San Francisco appealed to the Supreme Court. The Court dismissed the grant of certiorari as to the question of whether the ADA “requires law enforcement officers to provide accommodations to an armed, violent, and mentally ill suspect in the course of bringing the suspect into custody.” None of the parties actually argued the point with all assuming that the ADA did apply. San Francisco argued instead that Sheehan did not qualify for an accommodation under ADA regulations. The Court was not happy with the change in strategy compared to the question it certified.
The second question about qualified immunity was decided in favor of the police, though that decision was not without controversy. More on that in a moment. The Court held that the police in this case did not violate a statutory or constitutional right clearly established at the time of the challenged conduct. The Court agreed with the Ninth Circuit in the two entries did not violate any clearly established right or that the second entry would have violated any constitutional rights had Sheehan not been disabled. The use of force under the circumstances was also reasonable. This, however, did not end the issue:
The real question, then, is whether, despite these dangerous circumstances, the officers violated the Fourth Amendment when they decided to reopen Sheehan’s door rather than attempting to accommodate her disability. Here we come to another problem. San Francisco, whose attorneys represent Reynolds and Holder, devotes scant briefing to this question. Instead, San Francisco argues almost exclusively that even if it is assumed that there was a Fourth Amendment violation, the right was not clearly established. This Court, of course, could decide the constitutional question anyway. See Pearson v. Callahan, 555 U. S. 223, 242 (2009) (recognizing discretion). But because this question has not been adequately briefed, we decline to do so. See id., at 239. Rather, we simply decide whether the officers’ failure to accommodate Sheehan’s illness violated clearly established law. It did not.
The Court analyzed the precedent used by the Ninth Circuit and concluded that it did not justify a remand to a jury on the question of immunity.
Justice Scalia wrote an opinion concurring in part and dissenting in part. He agreed that the Court was right to dismiss the certiorari on the first question as improvidently granted. He stated that on that basis the Court should not have addressed the second question. He stated:
[H]owever—before we considered and deliberated upon the second QP but after petitioners’ principal brief made clear that they would not address the Circuit conflict presented by the first QP—we had no more assurance that this question was decided incorrectly than we do for the thousands of other uncertworthy questions we refuse to hear each Term. Many of them have undoubtedly been decided wrongly, but we are not, and for well over a century have not been, a court of error correction.
Take that for what it is.

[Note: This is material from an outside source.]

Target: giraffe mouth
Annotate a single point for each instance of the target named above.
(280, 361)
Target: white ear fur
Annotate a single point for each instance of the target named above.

Justice Alito delivered the opinion of the Court and was joined by Chief Justice Roberts, and Justices Kennedy, Thomas, Ginsburg, and Sotomayor. Justice Scalia filed the aforementioned opinion concurring in part and dissenting in part and was joined by Justice Kagan. Justice Breyer did not participate in the case.
I’ll write about the other cases tomorrow, and if time permits, some interesting features I discovered in Google Scholar’s case law database.